# Density of certain functions in $C_c^\infty(0,T;V)$ in the space $W(0,T) \approx H^1(0,T;V)$?

Let $V \subset H \subset V^*$ be separable Hilbert spaces with continuous and dense embeddings. Define the Hilbert space $$W(0,T) = \{u \in L^2(0,T;V) : u' \in L^2(0,T;V^*)\}$$ with inner product $$(u,v)_W = \int_0^T (u(t),v(t))_{L^2(0,T;V)} + \int_0^T (u'(t), v'(t))_{L^2(0,T;V^*)}.$$

I want to know whether the set of functions of the form $$w(t) = \sum_j \phi_j w_j, \qquad\text{where \phi_j \in C_c^\infty(0,T) and w_j \in V}$$ are dense in $W(0,T).$

We know from Lions and Magenes that $\mathcal{D}([0,T];V) \subset W(0,T)$ is dense, so the above should hopefully be true.
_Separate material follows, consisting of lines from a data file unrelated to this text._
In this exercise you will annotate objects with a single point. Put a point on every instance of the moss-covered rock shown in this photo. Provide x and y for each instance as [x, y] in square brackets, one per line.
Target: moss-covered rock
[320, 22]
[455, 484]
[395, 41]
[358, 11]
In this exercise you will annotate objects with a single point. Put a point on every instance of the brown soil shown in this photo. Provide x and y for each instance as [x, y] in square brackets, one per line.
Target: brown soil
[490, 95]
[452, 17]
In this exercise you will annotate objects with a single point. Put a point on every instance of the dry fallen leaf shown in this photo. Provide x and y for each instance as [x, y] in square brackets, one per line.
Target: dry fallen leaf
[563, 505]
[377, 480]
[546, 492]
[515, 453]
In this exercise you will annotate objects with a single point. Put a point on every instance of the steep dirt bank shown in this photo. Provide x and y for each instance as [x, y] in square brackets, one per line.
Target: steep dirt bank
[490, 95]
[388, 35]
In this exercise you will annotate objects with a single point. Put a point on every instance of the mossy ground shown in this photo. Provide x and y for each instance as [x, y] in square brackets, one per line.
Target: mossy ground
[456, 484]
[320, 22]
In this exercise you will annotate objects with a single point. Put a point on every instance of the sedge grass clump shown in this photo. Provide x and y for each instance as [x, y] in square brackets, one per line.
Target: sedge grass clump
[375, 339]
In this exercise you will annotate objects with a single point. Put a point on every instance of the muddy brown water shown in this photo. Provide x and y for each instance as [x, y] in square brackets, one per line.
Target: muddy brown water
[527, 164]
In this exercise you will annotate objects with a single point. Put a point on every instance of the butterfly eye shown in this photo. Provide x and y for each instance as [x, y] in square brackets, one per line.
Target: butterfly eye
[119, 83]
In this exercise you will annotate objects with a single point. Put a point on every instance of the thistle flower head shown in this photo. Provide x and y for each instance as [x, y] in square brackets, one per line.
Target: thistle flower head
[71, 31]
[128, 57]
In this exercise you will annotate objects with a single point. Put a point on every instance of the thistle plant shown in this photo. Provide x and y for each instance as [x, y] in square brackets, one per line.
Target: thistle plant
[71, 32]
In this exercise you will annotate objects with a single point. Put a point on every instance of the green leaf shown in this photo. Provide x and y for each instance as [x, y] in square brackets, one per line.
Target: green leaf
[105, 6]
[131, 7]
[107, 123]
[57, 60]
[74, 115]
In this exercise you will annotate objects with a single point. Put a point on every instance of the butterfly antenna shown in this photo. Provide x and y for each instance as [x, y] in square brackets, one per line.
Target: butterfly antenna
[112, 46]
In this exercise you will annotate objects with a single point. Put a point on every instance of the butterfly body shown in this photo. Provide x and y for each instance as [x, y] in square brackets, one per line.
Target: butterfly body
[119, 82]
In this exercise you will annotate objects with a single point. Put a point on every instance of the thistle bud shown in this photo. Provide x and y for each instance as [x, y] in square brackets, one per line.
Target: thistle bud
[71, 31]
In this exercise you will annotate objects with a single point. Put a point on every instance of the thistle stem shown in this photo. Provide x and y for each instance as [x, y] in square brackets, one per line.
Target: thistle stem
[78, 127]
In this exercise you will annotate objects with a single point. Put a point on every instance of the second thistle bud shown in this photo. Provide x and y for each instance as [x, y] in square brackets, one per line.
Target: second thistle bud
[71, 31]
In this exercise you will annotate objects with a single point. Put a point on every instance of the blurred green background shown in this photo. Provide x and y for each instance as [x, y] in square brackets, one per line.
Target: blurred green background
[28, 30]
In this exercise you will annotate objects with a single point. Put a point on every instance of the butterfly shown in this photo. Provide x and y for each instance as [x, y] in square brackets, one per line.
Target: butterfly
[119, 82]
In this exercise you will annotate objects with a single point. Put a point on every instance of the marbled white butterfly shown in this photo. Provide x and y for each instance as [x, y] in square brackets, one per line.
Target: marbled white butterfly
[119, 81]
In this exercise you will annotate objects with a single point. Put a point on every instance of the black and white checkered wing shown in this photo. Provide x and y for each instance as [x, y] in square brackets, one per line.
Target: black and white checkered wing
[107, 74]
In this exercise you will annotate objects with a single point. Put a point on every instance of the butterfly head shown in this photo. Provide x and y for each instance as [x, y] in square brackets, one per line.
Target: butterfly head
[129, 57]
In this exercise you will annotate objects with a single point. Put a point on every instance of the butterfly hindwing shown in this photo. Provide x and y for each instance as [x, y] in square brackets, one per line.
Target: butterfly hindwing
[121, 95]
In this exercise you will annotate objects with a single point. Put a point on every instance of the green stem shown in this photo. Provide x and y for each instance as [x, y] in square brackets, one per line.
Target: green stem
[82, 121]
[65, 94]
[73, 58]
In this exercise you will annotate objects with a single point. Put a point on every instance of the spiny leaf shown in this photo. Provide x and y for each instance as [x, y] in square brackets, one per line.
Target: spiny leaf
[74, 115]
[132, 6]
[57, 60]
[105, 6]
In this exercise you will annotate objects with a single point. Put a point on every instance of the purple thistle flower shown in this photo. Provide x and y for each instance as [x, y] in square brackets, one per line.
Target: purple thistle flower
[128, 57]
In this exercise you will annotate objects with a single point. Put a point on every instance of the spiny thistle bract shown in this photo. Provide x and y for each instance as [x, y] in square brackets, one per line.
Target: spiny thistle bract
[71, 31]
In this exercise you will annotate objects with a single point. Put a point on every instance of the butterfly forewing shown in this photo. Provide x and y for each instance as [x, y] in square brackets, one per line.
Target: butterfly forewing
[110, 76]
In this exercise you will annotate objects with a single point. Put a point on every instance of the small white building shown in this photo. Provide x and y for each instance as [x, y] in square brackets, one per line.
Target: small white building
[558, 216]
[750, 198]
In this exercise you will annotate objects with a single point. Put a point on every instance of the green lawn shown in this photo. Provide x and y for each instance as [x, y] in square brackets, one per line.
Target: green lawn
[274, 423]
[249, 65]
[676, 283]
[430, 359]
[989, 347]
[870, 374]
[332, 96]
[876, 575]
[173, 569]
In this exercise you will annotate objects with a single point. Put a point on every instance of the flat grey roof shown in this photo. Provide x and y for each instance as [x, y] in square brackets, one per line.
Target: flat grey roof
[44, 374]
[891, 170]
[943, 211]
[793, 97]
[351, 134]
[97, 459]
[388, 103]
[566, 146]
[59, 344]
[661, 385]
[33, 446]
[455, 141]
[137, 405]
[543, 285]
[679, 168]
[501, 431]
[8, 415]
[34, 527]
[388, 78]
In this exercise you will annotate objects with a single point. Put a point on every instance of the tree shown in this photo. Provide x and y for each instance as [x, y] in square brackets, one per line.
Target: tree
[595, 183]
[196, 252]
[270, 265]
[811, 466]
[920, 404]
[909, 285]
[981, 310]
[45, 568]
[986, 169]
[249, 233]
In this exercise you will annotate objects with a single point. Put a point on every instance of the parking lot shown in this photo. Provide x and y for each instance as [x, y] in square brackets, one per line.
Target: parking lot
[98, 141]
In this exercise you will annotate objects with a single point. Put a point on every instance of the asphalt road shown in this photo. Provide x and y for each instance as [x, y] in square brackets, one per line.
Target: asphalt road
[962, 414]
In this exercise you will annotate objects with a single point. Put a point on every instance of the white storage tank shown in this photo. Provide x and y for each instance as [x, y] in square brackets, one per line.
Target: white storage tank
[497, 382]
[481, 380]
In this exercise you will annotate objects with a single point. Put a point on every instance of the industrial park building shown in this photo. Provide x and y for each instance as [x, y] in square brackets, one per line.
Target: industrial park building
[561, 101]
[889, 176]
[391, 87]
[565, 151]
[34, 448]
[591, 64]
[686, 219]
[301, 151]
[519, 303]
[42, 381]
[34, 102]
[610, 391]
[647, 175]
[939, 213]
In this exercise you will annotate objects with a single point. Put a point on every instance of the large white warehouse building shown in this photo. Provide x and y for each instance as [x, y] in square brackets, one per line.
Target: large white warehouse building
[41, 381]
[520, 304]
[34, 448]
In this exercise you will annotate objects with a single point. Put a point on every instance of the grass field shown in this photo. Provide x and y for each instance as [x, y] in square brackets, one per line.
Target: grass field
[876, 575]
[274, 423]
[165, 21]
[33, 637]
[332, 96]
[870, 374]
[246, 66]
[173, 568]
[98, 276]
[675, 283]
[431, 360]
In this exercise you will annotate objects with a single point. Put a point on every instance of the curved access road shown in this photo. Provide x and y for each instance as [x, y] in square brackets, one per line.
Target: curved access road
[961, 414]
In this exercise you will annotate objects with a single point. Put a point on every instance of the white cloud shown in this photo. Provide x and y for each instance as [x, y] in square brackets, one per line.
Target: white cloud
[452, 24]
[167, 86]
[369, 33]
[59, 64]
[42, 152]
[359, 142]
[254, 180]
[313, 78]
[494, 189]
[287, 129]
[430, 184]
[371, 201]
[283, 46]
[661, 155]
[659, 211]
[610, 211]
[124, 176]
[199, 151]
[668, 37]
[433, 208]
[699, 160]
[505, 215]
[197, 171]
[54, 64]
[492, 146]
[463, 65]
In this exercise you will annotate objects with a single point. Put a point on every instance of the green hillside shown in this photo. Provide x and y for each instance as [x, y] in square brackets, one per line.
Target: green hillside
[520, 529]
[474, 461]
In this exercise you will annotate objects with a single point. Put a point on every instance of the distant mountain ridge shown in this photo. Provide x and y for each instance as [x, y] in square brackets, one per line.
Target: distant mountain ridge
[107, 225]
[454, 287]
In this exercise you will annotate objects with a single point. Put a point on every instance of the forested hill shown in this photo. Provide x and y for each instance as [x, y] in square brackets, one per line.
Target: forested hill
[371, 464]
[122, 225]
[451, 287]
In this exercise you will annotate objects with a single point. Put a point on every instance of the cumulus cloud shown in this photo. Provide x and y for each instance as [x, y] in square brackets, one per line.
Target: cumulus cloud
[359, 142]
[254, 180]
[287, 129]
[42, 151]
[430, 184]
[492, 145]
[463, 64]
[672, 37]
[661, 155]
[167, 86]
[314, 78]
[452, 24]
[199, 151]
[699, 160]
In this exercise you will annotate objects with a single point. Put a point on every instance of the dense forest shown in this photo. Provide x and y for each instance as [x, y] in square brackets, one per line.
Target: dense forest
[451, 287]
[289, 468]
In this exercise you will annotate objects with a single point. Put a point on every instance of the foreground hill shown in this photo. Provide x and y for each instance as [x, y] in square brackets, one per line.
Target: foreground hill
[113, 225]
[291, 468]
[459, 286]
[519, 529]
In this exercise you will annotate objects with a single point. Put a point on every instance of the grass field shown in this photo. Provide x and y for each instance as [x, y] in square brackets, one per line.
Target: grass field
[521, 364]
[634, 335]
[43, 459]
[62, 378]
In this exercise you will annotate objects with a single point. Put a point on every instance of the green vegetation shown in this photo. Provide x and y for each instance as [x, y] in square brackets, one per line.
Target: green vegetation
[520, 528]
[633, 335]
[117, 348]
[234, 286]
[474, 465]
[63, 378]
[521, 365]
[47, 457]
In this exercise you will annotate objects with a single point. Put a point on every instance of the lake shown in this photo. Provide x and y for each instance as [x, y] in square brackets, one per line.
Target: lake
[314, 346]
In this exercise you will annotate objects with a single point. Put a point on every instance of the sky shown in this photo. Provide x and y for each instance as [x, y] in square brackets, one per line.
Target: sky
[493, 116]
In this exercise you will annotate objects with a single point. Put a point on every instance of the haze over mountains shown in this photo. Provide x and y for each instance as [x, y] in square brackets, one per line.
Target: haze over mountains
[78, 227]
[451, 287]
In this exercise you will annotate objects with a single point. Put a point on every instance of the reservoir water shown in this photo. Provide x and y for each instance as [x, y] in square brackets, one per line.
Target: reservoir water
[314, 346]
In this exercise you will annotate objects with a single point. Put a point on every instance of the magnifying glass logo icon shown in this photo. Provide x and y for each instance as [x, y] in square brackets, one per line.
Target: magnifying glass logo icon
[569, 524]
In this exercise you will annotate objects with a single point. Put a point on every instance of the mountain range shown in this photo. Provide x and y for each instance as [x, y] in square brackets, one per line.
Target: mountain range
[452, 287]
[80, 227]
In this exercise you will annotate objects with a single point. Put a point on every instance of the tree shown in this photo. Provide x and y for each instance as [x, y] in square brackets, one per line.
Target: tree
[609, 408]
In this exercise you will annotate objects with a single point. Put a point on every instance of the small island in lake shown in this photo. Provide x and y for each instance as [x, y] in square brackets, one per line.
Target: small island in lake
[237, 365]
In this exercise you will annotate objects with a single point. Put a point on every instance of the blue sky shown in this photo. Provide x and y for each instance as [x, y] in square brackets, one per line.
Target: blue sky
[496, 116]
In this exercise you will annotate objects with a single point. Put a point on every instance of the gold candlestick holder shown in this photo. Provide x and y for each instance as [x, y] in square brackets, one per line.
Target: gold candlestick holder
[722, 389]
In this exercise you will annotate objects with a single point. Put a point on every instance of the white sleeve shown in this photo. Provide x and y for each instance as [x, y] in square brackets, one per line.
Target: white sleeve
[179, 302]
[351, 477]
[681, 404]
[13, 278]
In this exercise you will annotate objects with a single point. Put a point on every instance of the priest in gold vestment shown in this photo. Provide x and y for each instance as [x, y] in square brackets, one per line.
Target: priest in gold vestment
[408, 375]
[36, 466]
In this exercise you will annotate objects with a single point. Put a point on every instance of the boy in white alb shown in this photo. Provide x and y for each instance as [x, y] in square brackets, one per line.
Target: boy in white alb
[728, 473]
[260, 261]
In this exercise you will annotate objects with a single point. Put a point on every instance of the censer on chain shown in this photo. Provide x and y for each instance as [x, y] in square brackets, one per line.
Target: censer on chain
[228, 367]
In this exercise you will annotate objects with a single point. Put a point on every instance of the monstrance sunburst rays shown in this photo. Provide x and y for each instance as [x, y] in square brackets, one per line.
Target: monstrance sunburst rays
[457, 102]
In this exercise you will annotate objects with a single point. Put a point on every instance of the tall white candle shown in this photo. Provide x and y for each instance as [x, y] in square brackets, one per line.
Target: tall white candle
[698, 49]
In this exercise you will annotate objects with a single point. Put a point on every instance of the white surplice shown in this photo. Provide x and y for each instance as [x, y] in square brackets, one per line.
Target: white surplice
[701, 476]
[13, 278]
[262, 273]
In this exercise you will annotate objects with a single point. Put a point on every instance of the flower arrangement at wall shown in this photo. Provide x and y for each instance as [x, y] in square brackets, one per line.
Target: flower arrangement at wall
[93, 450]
According to a book, the set of functions $$f(t) = \sum_j t^j w_j \quad \text{where w_j \in V}$$ are indeed dense in $W(0,T)$.

Does this imply the result I want? Can I approximate the $t^j$ by $C_c^\infty(0,T)$ functions or something like that? (I don't think so). Or is there another way to do this? I guess I may need to replace $C_c^\infty(0,T)$ by $C_c^\infty[0,T]$..

I posted this at math.stackexchange.com but got no answers.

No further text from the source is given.